The U.S. has been on a downward trajectory on all of these care characteristics, according to Narvaez. Instead of being held, infants spend much more time in carriers, car seats and strollers than they did in the past. Only about 15 percent of mothers are breastfeeding at all by 12 months, extended families are broken up, and free play allowed by parents has decreased dramatically since 1970.

“Ill advised practices and beliefs have become commonplace, such as the use of infant formula, the isolation of infants in their own rooms, or the belief that responding too quickly to a fussing baby will ‘spoil’ it,” Narvaez says.

There is a modern term coined by parents that encompasses these principles.  It's called attachment parenting.  Did we really need this study to prove that we didn't need a study telling us what we already know?  Apparently the experts do, but YOU don't.  That's right, you know more than the experts.  C'mon ladies, trust yourself, listen to your gut.  You are already hard wired for motherhood and know what to do. 

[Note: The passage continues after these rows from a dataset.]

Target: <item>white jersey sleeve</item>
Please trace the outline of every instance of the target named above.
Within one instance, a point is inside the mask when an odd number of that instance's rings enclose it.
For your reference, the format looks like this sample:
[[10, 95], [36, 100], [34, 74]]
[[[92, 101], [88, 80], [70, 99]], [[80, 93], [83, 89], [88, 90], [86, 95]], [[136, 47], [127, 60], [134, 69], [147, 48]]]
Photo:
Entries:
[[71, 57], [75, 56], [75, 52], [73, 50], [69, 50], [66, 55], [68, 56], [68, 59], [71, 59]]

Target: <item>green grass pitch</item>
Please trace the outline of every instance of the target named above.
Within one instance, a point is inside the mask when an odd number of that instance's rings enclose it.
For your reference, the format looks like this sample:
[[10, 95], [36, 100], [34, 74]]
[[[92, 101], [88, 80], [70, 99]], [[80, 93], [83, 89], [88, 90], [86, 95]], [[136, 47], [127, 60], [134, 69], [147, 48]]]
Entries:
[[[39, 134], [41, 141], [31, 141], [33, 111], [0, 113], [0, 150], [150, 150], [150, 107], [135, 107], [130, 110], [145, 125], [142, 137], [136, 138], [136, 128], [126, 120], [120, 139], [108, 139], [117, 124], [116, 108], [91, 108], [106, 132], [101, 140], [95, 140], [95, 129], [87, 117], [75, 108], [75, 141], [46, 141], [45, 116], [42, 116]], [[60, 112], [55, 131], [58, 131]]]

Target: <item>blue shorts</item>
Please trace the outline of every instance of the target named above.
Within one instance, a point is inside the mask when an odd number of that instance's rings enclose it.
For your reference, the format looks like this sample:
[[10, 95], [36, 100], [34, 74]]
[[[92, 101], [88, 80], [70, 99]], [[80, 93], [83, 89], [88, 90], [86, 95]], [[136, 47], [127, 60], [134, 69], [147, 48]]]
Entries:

This study begs the question, though….what if you are missing one or more of these elements, does that doom your child to be a hardened criminal?  My opinion is, of course not!  But shaping your child's experience to make up for the lack of any one of these elements just makes parenting a bit more difficult, but not impossible.  Parenting is one big puzzle, and each of these elements represent one large piece of the puzzle.  Take one out and you can still tell what the picture is, but remove most or all of them and then you have set your child up for a harder time in life.